函数模板重载决策与用户定义的转换运算符

Question

What is the correct output for following code according to C++11 standard?

#include <iostream>

template <typename X>
class A
{
public: 
    A()
    {
        std::cout << "A::A" << std::endl;
    }
    A(const A<X>&)
    {
        std::cout << "A::A(const A<X>&)" << std::endl;
    }
    A<X>& operator = (const A<X>&)
    {
        std::cout << "A::opeartor =(conat A&)" << std::endl;
        return *this;
    }
};

void* GetData()
{
    // return data based on some condition
    static A<int> a;
    return &a;
}

class P
{

public:
    template <typename T>
    operator T&()
    {
        void* pData = GetData();             
        std::cout << "P::operator T&()" << std::endl;
        return *(reinterpret_cast<T*>(pData));
    }

    operator A<int>()
    {
        std::cout << "P::opeartor A<int>" << std::endl;
        return A<int>();
    }
};

int main(int /*argc*/, char** /*argv*/)
{
    P objP;
    A<int> objA = objP; // case 1
    objA = objP; // case 2
    return 0;
}

clang and gcc produce following output.

P::opeartor A<int>
A::A
A::A
P::operator T&()
A::opeartor =(conat A&)

VS 2015 generates output as shown below.

A::A
P::operator T&()
A::A(const A<X>&)
P::operator T&()
A::opeartor =(conat A&)

Case 1

VS2015 picks template version where as gcc and clang picks non template version.

Case 2

All three compilers pick template version.

How can we explain this behavior with reference to C++ 11 standard?

Answer 1

MSVC is wrong. The behavior here depends on whether the destination type is a reference type, which affects the set of candidate functions.

• In copy-initialization of an object ( A<int> objA = objP; ), the applicable rules in [dcl.init]/17 says that the destination type is A<int> and the candidate set is governed by [over.match.copy] , under whose rules that it includes both conversion functions; they are tied, and the template/non-template tiebreaker selects the non-template.

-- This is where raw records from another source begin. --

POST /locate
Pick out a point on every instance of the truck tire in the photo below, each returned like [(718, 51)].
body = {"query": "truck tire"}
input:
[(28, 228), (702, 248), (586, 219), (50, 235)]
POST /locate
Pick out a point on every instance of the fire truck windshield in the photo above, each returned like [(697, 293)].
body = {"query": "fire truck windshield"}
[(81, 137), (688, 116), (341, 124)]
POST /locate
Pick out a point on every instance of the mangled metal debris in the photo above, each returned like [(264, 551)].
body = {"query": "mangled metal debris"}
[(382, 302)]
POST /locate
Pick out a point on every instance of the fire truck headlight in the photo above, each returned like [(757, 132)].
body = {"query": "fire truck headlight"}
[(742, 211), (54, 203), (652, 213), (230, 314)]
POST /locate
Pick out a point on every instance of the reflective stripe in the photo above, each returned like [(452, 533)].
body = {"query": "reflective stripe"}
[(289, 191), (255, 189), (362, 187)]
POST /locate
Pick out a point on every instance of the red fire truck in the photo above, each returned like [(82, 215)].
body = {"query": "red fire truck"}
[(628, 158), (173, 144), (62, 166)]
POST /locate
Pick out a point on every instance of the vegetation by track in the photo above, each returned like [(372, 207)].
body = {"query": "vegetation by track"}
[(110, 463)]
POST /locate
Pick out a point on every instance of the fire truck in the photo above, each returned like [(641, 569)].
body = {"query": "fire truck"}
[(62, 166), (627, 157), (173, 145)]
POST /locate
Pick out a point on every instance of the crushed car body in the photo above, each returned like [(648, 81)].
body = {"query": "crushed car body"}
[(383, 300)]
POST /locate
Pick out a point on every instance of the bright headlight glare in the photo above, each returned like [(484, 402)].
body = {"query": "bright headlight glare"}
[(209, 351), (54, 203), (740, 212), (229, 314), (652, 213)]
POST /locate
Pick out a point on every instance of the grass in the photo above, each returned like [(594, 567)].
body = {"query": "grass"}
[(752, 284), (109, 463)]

• In initializing a reference const A<int>& (the parameter of operator= ), [dcl.init.ref]/5 applies, which says that you first do overload resolution with a candidate set specified by [over.match.ref] , which, when initializing an lvalue reference to object, includes only conversion function returning references.

  Thus in this case the only candidate is the template; it proves viable and is selected. The non-template isn't even considered.

This also means that A<int> objA(objP); will use the template, because there you do overload resolution on the constructors of A<int> , and will be trying to initialize the const A<int>& parameter of A<int> 's copy constructor.